In the spring of ‘82, the series finished shooting its fourth season, assuming they’d be coming back for more. As such, a cliffhanger was written into the season’s final episode, one that would have seen Mork and Mindy time-traveling in season five.

“It was going to be a semi-educational show, where Mork and Mindy traveling through time would meet with historical figures,” added Levant, who by this point had become an executive producer on Mork & Mindy. “We actually did a photoshoot for that, of [Mork and Mindy] standing with Abe Lincoln and Benjamin Franklin.”

There never would be a Season Five.

Watch the Final Episode of ‘Mork & Mindy’

Late in the process, the cast and crew were informed that Mork & Mindy was canceled. They’d already filmed their episodes, and there was no a natural show conclusion. So, the producers opted to change the broadcast schedule of the final episodes. The three-part cliffhanger would be pushed forward, while “The Mork Report” would become the series finale.

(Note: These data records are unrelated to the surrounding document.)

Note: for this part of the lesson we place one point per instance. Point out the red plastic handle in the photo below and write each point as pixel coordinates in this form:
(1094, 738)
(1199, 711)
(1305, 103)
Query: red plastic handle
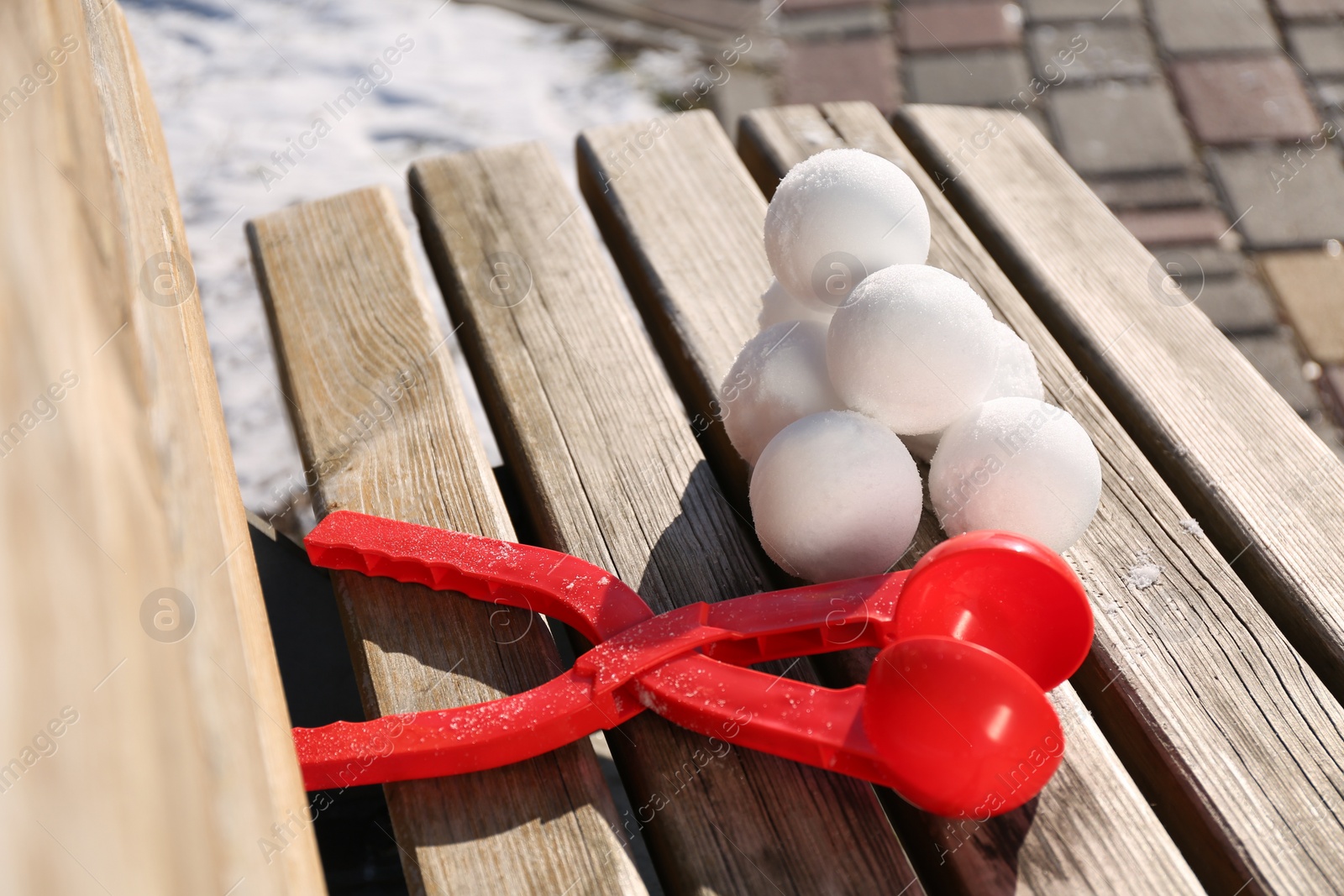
(984, 624)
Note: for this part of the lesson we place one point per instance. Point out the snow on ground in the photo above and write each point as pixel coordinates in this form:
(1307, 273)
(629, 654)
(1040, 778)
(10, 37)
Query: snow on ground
(235, 81)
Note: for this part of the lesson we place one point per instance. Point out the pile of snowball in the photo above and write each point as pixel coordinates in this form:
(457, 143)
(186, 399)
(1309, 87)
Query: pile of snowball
(866, 359)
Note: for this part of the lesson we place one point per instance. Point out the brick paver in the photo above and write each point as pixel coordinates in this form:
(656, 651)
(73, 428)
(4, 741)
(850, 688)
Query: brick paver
(969, 78)
(1084, 9)
(1109, 50)
(1319, 47)
(1120, 128)
(842, 69)
(1155, 191)
(1310, 288)
(1277, 360)
(1236, 101)
(1236, 305)
(958, 26)
(1175, 226)
(1200, 262)
(1310, 8)
(1281, 207)
(1214, 26)
(1240, 165)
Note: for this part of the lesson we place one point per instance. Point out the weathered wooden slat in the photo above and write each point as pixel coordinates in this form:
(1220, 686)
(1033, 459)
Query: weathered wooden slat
(140, 755)
(383, 429)
(612, 473)
(1268, 490)
(1189, 667)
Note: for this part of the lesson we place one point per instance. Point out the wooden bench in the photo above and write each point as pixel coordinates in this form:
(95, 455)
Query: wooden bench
(1205, 741)
(1206, 736)
(145, 738)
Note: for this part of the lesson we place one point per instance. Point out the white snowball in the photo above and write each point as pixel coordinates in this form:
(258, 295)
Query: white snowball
(914, 347)
(779, 305)
(835, 496)
(840, 215)
(780, 376)
(1015, 375)
(1021, 465)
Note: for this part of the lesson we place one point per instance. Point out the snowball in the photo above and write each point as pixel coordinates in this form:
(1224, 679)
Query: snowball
(1019, 465)
(840, 215)
(779, 305)
(780, 376)
(914, 348)
(835, 496)
(1015, 374)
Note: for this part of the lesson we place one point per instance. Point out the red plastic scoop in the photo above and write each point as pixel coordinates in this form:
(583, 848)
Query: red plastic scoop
(953, 718)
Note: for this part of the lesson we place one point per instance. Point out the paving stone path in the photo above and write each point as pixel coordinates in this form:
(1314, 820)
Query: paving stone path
(1211, 128)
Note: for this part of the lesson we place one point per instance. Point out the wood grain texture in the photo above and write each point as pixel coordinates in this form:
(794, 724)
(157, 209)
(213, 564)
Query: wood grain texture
(383, 429)
(1189, 679)
(1265, 488)
(132, 765)
(608, 463)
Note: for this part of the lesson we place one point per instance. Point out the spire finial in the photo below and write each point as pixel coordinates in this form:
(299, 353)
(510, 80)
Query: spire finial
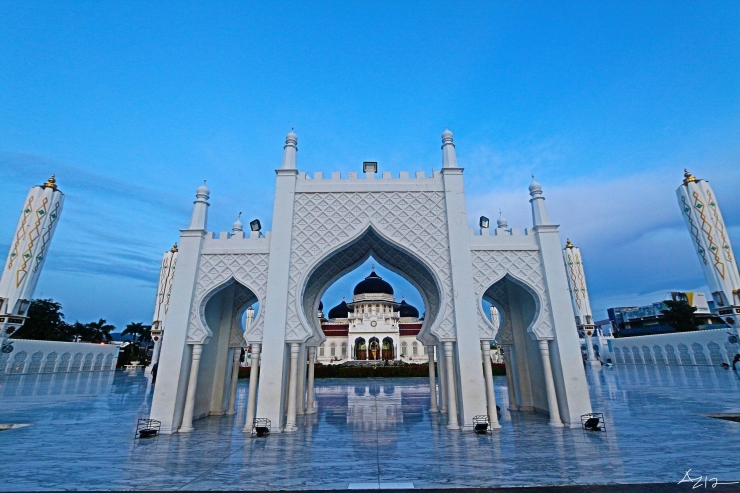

The script revolved around Mork’s assessment of married life on Earth, as relayed to his heard-but-unseen alien leader, Orson. Mork determined that successful marriages had four main ingredients: honesty, respect, romance and compatibility. With each ingredient, viewers were given a scene from Mork and Mindy’s life that reflected the respective marriage keys. Though it may not have been groundbreaking storytelling, the device allowed viewers to get a final glimpse of what made Mork & Mindy so appealing in the first place: Behind the zany antics of this wide-eyed alien and his earthling wife was a lot of heart.

In a twist of fate, “The Mork Report” was the only episode that Williams directed. Even though it was never intended as the series finale, there was something poetic about the star taking control of Mork & Mindy‘s last TV moments.

“No one had ever heard of Robin Williams before, and this guy was a skyrocket,” David Misch, one of the show’s writers, told Gizmodo. “He was doing things no one had ever done on TV, and I think by the second, third and fourth seasons, people sort of knew them. Robin was just as brilliant, but he wasn’t as new, and I think that level of excitement [was gone]. And I don’t think the show came up to support him in the ways it could have, and so it sort of drifted away.”